「手に職」の前段階の考察
職人(大工さん)の不足が問題になっているというニュースを見た。業界の問題として語られているが、それとは違う何かしらの不安を覚えた。
「技術が自分の外にあることが怖い」
純粋にそう思った。もし、今、何かしらの原因で建物が壊れてしまったら私にはもうどうしようもない(もちろん、現代では大工さんにお願いして直していただくというのが一般的ではあるが)。この「不安」に対する気の持ち方は以下のように様々であり、それぞれについて考える。
「そのようなことを考える暇があったら働く」
「自分で修理できるように技術を身につけ安心する」
「業者を呼んで修理してもらうので安心」
忙しくすることで不安に対処できるが強い安心は得られない。ただ、そのようなことを一々考えずに過ごすことが結果的に良かったりもするし、私自身も気を紛らわすことで不安に対処することもよくある。一生その不安に向き合わないことは好きではない。また、その不安が頭から離れなくなった際にどうしようもなくなる。

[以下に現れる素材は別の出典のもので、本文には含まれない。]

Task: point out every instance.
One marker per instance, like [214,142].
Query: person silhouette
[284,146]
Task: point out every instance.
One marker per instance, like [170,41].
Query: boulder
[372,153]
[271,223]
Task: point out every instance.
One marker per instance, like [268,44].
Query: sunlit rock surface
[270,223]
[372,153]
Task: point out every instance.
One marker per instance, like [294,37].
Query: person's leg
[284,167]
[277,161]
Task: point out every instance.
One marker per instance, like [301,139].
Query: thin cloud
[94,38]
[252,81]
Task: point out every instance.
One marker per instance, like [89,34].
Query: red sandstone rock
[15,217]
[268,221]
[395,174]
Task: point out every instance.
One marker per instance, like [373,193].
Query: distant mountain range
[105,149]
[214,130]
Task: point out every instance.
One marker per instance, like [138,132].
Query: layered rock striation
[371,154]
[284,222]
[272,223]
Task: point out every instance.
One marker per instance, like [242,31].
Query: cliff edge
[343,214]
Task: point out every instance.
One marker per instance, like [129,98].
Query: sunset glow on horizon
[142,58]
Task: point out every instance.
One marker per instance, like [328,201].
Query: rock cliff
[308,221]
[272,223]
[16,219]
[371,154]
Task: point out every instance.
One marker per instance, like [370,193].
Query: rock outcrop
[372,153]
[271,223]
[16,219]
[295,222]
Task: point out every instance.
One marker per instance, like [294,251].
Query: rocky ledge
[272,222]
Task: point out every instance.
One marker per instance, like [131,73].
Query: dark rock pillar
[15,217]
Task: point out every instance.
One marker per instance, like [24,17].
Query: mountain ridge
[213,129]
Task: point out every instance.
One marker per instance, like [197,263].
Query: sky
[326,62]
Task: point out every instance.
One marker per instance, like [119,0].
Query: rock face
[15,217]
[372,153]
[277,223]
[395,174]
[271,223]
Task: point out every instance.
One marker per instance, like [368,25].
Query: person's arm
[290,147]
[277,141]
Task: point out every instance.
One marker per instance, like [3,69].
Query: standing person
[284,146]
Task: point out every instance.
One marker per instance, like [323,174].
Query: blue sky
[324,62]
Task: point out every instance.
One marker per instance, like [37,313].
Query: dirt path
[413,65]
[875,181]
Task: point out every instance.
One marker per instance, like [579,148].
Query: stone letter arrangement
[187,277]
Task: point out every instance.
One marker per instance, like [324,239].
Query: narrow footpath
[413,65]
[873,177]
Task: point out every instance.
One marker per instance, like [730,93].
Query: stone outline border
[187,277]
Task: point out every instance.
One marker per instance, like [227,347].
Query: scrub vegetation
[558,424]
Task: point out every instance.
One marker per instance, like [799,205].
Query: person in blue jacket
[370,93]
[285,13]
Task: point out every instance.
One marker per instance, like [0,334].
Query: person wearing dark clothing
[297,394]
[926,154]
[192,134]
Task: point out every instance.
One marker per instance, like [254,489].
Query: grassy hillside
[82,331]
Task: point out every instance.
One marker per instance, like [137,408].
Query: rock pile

自分で修理できるようになるにはかなりのコストを要する。世の中を構成する全ての物事に自前の技術で対応できるようになることは不可能である。ただ、その点に目を瞑れば一番安心できる対応策である。
最も現実的な考えは、大工さんに依頼して直してもらうから問題ないと思うことである。比較的安価でプロの仕事の成果を得ることができ、合理的である。個人的には、これでも不安である。というかここがかなり不安である。この思考をする時に私達は「大工さん」がいることを前提としている。この前提は裏がとれていない。先のニュースからするにこの前提の崩壊は現実味を帯びて来ている。「技術が自分の外にあることが怖い」というのはこのことが怖いのである。
自分の外にある技術はいつまでも存在しアクセスできるという神話の崩壊。後継者不足のニュースはこれを意味している。これに対応するには自分の内側に技術を取り込まなければならない。しかし、「自分で修理できるように技術を身につけ安心する」ということは身につけるべきことが多すぎて物理的に不可能であるため選択が必要だ。選択のためには選択肢が必要であり、それを作成しなければならない。
自分の中に握っておかなければならない技術の選択肢を作るためにすべきことは日常生活の観察ではないかと思う。私たちの生活を事細かに観察し、その中で失ってはいけないものをリストアップする作業。これが今私がすべきことではなかろうか。